# Has/does you golden do this?



## Oaklys Dad (Dec 28, 2005)

That is cute. I wonder what Max is trying to tell him.


----------



## kwiland (Aug 27, 2009)

I'm not sure, but it's cute. And it got my dog barking, so whatever it is, my dog agrees!


----------



## GoldenSail (Dec 30, 2008)

Very cute! Scout has done the grumbling wagging tail thing with two people. With my little brother, if he throws something for her to retriever she'll bring it back and do the tail and butt wag with the grumble. She did the same with my friend after she had Scout do a few tricks and before throwing a toy--I think she was protesting!


----------



## MyJaxson (Jan 5, 2010)

Jaxson wiggles for EVERYONE, but i think its just a puppy thing cause he is so excited to meet/see anyone...


----------



## CrystalG (Aug 12, 2009)

I'd LOVE to know what Max is trying to tell him! When I played it on my computer Max went nuts and went right for my husband and started doing it again! LOL


----------



## zephyr (Sep 29, 2009)

LOL!!!!!! He is soooo cute!! I dunno why they do that, Oscar sometimes does a similar wiggly butt dance... they are so silly sometimes! 

Unrelated to this actual post but I didn't see any favoring on his hips when he was moving around so that is good...?? But wow yea he is a BIG BOY  He has such a nice tail & butt feathers!! LOL Much fluffier than Oscar's!


----------



## danni's_girl (Mar 24, 2009)

that was way too cute! my golden doesn't do that, but my great dane does! not really a growl, more like a wooo woo woooo... I think it's adorable


----------



## Heidi36oh (Feb 27, 2007)

Max looks like my Chloe and Chewie wiggling, it's so funny..I really don't know what they want but they do the same dance.
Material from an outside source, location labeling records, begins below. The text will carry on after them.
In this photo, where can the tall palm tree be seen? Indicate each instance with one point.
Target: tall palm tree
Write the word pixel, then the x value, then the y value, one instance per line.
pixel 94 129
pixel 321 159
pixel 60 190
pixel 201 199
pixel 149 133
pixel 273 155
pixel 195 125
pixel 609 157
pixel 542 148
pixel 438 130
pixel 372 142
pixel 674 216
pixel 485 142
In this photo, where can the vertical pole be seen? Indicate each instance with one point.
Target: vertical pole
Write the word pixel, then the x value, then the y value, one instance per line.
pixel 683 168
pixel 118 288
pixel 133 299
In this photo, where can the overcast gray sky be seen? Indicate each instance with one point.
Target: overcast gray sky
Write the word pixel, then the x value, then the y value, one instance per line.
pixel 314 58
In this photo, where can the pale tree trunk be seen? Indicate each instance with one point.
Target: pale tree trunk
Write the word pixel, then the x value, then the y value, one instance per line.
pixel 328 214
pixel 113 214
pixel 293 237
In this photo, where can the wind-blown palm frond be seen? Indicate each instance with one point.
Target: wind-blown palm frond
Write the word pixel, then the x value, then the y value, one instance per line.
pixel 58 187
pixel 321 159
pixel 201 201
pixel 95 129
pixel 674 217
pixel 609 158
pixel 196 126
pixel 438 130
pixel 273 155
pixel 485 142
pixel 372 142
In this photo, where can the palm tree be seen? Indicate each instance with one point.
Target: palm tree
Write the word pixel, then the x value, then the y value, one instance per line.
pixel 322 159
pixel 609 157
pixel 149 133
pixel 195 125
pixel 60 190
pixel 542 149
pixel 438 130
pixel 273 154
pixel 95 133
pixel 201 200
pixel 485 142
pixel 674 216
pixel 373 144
They also do it outside when they want to greet someone.


----------



## CrystalG (Aug 12, 2009)

zephyr said:


> LOL!!!!!! He is soooo cute!! I dunno why they do that, Oscar sometimes does a similar wiggly butt dance... they are so silly sometimes!
> 
> Unrelated to this actual post but I didn't see any favoring on his hips when he was moving around so that is good...?? But wow yea he is a BIG BOY  He has such a nice tail & butt feathers!! LOL Much fluffier than Oscar's!


 
Well, I'm guessing the non-favoring of his hips is a good thing. The only time he seems to be stiff is when he first gets out of his crate in the morning...then after that he is usually okay. His tail and butt feathers have actually just become that fluffy in the last few weeks and I love it! Oscar's will come soon too


----------